Yazarın Cumhuriyet Kitap’taki yazılarında uzun yıllardır yer alan “Küresel Kültürazzi” bölümlerinde gördüğümüz ve ilgiyle okuduğumuz bazı isimler ve onların hayatlarına dair inanılması güç gerçekler, bu romanda da yer yer karşımıza çıkıyor. Daha doğrusu, roman boyunca hikayesini kendi ağzından da dinlediğimiz kahramanımız Erkan’ın hayatı, başka tuhaf ama gerçek hayatlara da uzanıyor. Öyle ki, tanımadığımız takdirde kurgudan ibaret sandığımız karakterler, birkaç sayfa sonra ete kemiğe bürünüp bizi ters köşede bırakabiliyor. Hatta kimi zaman bu bir fotoğrafla da destekleniyor ve kurmaca ile belgesel anlatı iç içe geçiyor. Kahramanın anlatısı giderek gerçekliği daha belirsiz ama cazip bir hal alıyor. Ne kadarının hakiki, ne kadarının kurgu olduğunu bir teraziye koyamayacağımız roman, bu yanıyla diğer Selçuk Altun eserlerinden ayrılıyor. “Hayat romanlardan daha tuhaftır.” Ardıç Ağacının Altında, yazarın işte bu hakikate en çok dayanan romanı olabilir.

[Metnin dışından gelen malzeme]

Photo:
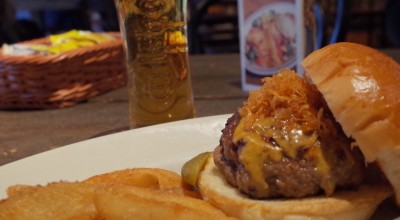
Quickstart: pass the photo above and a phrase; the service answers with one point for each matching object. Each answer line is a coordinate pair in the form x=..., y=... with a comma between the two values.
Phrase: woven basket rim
x=43, y=58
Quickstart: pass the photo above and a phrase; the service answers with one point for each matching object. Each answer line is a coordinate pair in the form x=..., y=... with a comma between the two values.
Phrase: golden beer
x=155, y=44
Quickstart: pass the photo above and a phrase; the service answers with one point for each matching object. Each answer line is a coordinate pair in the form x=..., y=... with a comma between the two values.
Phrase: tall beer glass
x=155, y=44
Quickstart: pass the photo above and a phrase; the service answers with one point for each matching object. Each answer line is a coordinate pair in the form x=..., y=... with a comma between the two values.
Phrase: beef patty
x=290, y=161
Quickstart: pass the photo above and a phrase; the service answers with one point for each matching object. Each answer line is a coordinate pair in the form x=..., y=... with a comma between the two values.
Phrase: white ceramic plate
x=279, y=7
x=166, y=146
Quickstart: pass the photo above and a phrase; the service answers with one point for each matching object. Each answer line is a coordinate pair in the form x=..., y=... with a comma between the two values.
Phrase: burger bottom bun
x=360, y=204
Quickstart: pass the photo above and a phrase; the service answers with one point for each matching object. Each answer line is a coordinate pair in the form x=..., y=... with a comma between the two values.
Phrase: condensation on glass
x=155, y=44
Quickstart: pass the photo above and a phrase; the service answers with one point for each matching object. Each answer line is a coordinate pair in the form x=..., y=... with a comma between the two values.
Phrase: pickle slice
x=191, y=169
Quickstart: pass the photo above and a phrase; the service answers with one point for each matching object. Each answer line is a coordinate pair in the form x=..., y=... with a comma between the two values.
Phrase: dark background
x=212, y=24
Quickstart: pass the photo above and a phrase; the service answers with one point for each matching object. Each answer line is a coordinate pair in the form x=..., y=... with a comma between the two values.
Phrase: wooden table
x=216, y=88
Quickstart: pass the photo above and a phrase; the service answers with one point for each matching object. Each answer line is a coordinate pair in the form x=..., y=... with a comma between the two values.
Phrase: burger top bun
x=351, y=205
x=362, y=88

Romanın başlarında, Erkan’ın ardıç ağacına kendi ruhunu açmaya başladığı bölümlerde karşımıza çıkan ilginç tarihi karakterlerden biri, hayatın mı yoksa romanların mı daha tuhaf olduğunu düşündüren, efsanelere konu olan bir kişi: Rasputin. Bu tuhaf ismin öyküsünün nihayete erdiği yerde ise Rasputin’in konu edildiği bir filmden bahsediliyor. Bu filmde gerçek karakterlerin resmedildiğini, ama rencide olduğunu düşünen birinin açtığı tazminat davası kendi lehine sonuçlandıktan sonra, Amerikan film ve romanlarına “Hayal mahsulüdür, gerçekle ilgisi yoktur,” diye şerh düşüldüğünü anlatıyor Selçuk Altun. Ardıç Ağacının Altında için ise şunu söyleyebiliriz bu sözden hareketle: Hayal mahsulüdür, gerçekle ilgisi vardır!